I had been waiting for them to update their technology. Had one of the these in that past and it was pretty good at editing out profanity and taking the Lord's name in vain. Good to see the technology has been updated.


----------



## SolaScriptura (Aug 24, 2010)

When it edits out the profanity, is there a "beep" or does the sound go silent? What "happens?"


----------



## Afterthought (Aug 24, 2010)

^The first TV Guardian silenced the film and gave a "translation" of the unclean language into clean language in subtitles. Occasionally, it would just cause the movie to go silent due to a bug or inability to translate the language into a subtitle properly.


----------



## rbcbob (Aug 24, 2010)

"Clear Play" is very good for movies


----------



## Semper Fidelis (Aug 24, 2010)

SolaScriptura said:


> When it edits out the profanity, is there a "beep" or does the sound go silent?
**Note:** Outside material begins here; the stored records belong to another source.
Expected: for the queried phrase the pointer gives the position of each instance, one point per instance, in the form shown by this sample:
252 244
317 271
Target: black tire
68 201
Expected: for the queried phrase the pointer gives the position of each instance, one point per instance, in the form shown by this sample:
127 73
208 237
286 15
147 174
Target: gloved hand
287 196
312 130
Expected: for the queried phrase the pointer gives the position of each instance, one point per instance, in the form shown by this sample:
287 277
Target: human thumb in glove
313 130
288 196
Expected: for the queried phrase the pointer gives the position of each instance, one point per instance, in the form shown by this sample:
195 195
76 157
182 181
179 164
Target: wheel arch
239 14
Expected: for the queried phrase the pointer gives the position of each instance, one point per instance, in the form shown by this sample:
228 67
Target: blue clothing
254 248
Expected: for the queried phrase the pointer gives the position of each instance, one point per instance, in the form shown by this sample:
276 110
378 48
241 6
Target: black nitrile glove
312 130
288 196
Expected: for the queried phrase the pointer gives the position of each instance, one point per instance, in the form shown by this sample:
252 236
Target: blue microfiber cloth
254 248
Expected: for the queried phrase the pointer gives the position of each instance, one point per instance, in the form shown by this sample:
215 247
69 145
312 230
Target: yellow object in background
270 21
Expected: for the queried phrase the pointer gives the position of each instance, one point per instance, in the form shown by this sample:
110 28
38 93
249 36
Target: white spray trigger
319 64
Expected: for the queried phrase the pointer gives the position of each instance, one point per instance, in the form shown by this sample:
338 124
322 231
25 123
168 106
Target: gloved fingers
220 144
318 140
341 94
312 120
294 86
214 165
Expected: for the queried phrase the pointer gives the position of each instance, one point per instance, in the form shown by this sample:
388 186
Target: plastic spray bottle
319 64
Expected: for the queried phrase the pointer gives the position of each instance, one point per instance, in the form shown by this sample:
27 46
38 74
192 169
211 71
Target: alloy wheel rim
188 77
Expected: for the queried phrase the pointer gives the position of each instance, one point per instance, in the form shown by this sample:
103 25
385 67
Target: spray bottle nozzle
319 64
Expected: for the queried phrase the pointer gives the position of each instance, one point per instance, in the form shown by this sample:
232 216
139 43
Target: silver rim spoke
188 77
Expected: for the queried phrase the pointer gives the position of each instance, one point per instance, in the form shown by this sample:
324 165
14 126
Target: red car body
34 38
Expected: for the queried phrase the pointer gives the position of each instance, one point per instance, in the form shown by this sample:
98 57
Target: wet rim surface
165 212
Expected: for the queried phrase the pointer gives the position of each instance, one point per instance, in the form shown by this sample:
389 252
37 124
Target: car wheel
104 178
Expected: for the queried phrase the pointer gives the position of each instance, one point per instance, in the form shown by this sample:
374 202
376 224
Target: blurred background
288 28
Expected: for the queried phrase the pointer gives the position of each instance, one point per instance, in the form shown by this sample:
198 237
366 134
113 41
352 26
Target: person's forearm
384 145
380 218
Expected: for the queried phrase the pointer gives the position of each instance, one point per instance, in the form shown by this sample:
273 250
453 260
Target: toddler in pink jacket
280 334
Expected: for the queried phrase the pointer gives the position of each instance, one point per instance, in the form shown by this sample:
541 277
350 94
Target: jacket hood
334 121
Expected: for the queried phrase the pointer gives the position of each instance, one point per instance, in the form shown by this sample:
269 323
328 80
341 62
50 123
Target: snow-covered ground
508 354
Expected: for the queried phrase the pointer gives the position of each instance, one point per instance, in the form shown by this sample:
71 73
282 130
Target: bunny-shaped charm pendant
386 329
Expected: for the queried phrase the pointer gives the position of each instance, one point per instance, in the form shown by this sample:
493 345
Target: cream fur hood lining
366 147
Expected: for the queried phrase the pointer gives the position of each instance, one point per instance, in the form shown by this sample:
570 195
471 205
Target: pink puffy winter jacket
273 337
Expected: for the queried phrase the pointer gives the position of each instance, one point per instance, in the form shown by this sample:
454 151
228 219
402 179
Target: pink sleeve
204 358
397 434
What "happens?"


 
They have a demo of it for The Italian Job on the site.


----------



## larryjf (Aug 24, 2010)

Though i understand the benefit this would have, I also can't help but think it's just a way of drawing Christians more into wanting to be entertained.

I'm just not sure how we can glorify God by sitting in front of the TV and practicing escapism through entertainment.

I include myself in this category because i am still struggling with practicing this kind of escapism.


----------



## kvanlaan (Aug 24, 2010)

We have a Clear Play and it does indeed work well.

But Larry, I hear you loud and clear. It "sanitizes" for consumption that which at times should perhaps not be sanitized.


----------



## jfschultz (Aug 25, 2010)

Isn't it the bottom line that either of these allow one to feel sanctified while still supporting garbage with time and $s?

The people who provide garbage programming are looking at sales and Nielsen ratings for their justification. They do not see if anyone is "trashing" (their opinion) their hard work with Clear Play or TV Guardian.


----------



## Semper Fidelis (Aug 25, 2010)

jfschultz said:


> Isn't it the bottom line that either of these allow one to feel sanctified while still supporting garbage with time and $s?
> 
> The people who provide garbage programming are looking at sales and Nielsen ratings for their justification. They do not see if anyone is "trashing" (their opinion) their hard work with Clear Play or TV Guardian.


 
That's clearly my bottom line.


----------